After all, even in Nerdcore itself, there’s been a long-running debate between what’s “Book Report Rap,” where someone is writing in character or summarizing a story vs. nerdy/otaku-centric media and topics as a referential lens for rapping about personal experiences vs. perhaps still nerdy personal experiences (cons, coding, hacking, etc.) as the topic. It’s debated because those differences may determine what’s more explicitly commercial rather than being artistically minded first, or rather, what’s being made out of novelty versus what made out of authenticity (assuming such separation can ever be made.) I don’t think that debate has ever settled out.
Many successful nerd/otaku-adjacent artists, regardless of their self-applied label of choice, really work over a spectrum between the various extremes depending on the song or project. Where they usually land on average has less to do with their level of admiration of Rap as a creative artist as the video implies, (though yes, some folks are really just trying to pander to nerds first,) but more to do with their personal processes and experiences. I think anyone trying to make a polished, professional track probably loves rap in the same I’d a say a Backpacker and a Trap artist both love Rap, but they each express it very differently. Maybe the purely novelty artists are consistently identifiable, but they don’t seem more common under any given label.

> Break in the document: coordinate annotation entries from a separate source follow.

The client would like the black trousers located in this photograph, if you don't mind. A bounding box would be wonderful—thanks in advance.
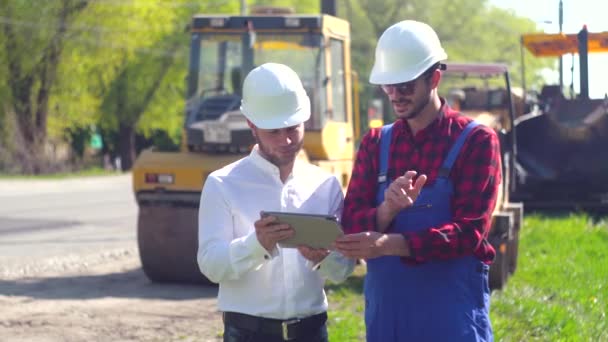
[224,323,329,342]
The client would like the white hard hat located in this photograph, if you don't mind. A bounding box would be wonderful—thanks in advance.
[369,20,448,85]
[241,63,310,129]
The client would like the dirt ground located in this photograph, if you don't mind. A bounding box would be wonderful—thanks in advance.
[0,249,222,342]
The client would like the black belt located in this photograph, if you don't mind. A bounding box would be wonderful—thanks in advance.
[224,312,327,341]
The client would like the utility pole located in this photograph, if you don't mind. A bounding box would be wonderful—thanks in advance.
[559,0,564,92]
[241,0,247,16]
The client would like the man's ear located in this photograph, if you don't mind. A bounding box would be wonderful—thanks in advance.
[247,119,257,138]
[431,69,441,89]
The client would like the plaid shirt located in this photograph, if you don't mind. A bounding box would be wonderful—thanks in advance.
[342,100,501,264]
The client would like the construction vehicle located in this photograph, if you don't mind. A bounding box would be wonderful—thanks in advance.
[439,63,524,290]
[133,8,359,282]
[512,27,608,211]
[133,5,521,287]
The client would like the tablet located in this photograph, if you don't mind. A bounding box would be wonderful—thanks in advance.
[262,211,344,249]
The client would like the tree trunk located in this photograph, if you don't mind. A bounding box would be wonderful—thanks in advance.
[118,123,135,171]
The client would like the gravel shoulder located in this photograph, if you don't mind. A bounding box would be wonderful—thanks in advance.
[0,248,222,342]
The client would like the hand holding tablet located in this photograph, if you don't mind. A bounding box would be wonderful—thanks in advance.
[262,211,344,249]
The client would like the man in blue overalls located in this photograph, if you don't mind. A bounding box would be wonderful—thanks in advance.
[335,20,501,342]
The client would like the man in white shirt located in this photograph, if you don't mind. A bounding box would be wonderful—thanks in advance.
[198,63,354,342]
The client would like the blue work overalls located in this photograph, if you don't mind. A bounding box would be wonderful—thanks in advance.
[364,122,493,342]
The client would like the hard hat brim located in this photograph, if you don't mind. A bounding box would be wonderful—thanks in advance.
[369,52,448,85]
[241,96,310,129]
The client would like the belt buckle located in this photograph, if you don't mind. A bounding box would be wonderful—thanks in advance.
[281,318,300,341]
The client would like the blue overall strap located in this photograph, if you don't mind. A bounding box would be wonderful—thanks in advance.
[438,121,479,178]
[378,124,393,184]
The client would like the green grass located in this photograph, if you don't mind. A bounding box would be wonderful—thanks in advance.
[0,167,119,180]
[327,215,608,341]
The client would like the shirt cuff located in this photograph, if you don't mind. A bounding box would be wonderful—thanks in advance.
[364,208,378,232]
[244,231,279,260]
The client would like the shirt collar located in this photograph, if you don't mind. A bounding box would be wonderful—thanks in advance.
[396,98,454,142]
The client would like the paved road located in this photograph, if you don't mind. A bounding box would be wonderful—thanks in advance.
[0,174,137,271]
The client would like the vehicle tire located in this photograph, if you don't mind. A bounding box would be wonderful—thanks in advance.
[137,205,213,285]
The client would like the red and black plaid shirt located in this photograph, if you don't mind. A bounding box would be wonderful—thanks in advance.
[342,100,501,264]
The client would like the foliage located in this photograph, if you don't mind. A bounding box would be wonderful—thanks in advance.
[492,215,608,341]
[0,0,553,171]
[326,214,608,341]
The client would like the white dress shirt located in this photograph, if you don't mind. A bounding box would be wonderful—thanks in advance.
[197,146,354,319]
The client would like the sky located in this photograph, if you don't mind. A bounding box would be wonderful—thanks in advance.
[490,0,608,98]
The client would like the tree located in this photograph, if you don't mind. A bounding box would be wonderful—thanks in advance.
[0,0,88,173]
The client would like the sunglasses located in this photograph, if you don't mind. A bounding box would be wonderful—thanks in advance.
[380,79,418,95]
[380,64,445,95]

Still, it’s understandable how tremendously unsatisfactory that vague conclusion is when artists are trying to brand and market their work, as unclear scene boundaries and labels can result in the dilution of search results and listener confusion. When listeners craving novelty and levity suddenly encounter something more challenging, they get very upset because as the video alludes to, they’re not always genre fans, they’re fans of some medium (anime, comics, video games, etc.) first. Conversely, when someone who likes the tone to be serious encounters the slightest novelty, it can then scan as cornball and can sour a scene name or brand or genre or whatever forever to them. This creates legitimate tension in both directions – no one wants their plans undermined by another artist’s vision or aesthetic.
Alas, even decades into this, I don’t have the answer for where novelty stops and authenticity begins, because it is so personal and variable. As I note in the header, I’ve got a newish LP out, based on an EP mixtape that was originally very anime-themed and even had samples from those works. In turning it into an album, I pulled out the samples and pulled in some remixes of songs that also thematically fit because they were also very anime-themed. Now, on one hand, it’s probably rather novel – there’s lots from the perspective of anime characters covering many of their respective series’ plot beats. On the other hand, my love of those anime and of Rap is very core to me. It’s nothing if not authentic, and it can’t be helped in the slightest. Further still, there’s an aspect of simultaneous, shared perspective in a lot of those songs too, making distinctions of novelty and authenticity that much murkier as it’s not a question of writing in character or as myself – it’s very intentionally as both because the experiences are that close, that relatable.
So, I guess can’t and won’t blame anyone for saying what I do doesn’t fit their vision for a given signifier regarding Nerdcore or Anime Rap or whatever. It’s only natural in the absence of strong sonic boundaries to look for thematic ones, but those by definition are going to be very personal. Still, I think all we can do is trust that when an artist applies a signifier on themselves, that they’re doing it from an authentic place, especially in heavily independent scenes and genres.